中途半端に終わったプラーミァ訪問の続きを。
過度の仕事はさせぬから、と乞われて私が再びプラーミァに戻ったのは、回復後のオンライン国王会議が終わって直ぐのことだった。
表向きは、貴重な意見交換の機会。
料理や科学技術について助言が欲しい、とのお話だったので、投げ出した仕事をと力を入れていたのだけれど。

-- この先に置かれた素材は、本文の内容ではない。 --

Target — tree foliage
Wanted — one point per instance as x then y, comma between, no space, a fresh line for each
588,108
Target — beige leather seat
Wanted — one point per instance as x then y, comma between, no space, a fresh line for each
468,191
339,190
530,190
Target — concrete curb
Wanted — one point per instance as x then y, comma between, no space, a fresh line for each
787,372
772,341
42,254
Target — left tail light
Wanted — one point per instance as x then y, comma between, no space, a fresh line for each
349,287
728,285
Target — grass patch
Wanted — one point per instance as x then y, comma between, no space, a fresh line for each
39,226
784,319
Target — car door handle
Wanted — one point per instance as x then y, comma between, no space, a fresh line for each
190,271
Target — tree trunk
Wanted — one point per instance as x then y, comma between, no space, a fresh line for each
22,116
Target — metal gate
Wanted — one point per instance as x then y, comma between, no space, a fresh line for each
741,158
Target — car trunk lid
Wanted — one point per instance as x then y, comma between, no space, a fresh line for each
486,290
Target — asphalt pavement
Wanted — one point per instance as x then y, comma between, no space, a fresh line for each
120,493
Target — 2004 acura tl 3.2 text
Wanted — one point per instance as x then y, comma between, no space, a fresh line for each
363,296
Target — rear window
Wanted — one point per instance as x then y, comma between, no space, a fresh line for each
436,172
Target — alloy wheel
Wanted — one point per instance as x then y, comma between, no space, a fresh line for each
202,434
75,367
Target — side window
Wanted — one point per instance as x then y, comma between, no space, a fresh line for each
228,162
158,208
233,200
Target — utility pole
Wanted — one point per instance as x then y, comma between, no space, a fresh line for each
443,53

「今回は特に何もしなくていい。神殿に戻ればまた、なんだかんだと其方は動き回るだろう? ガルディヤーンと一緒に遊んでおれ」
そう言って、プラーミァ国王陛下は、私をアイトリア宮殿のお母様の部屋に放り込むと城の外への外出を禁じた。
面会も基本シャットアウト。
とはいえ、庭に出たり、図書室で本を読んだりは自由なので、本当に仕事抜きで、のんびりゆっくりさせてもらっている。
なんだか悪いくらい。これじゃあ、バカンスだと縮こまっていたら。
「マリカ様は、幼い身で本当に一生懸命働いておられるのですもの。
たまには休んでもいいですわ。いえ、むしろ休まれるべきです」
王族の皆さんも、休めるように。でも退屈しないようにと色々と気にしてご配慮下さった。
お茶会で新作のお菓子をごちそうになったり、お庭を案内して下さったり。
その中で一番うれしかったのは、やっぱりガルディヤーン王子とゆっくり遊べたことだろうか?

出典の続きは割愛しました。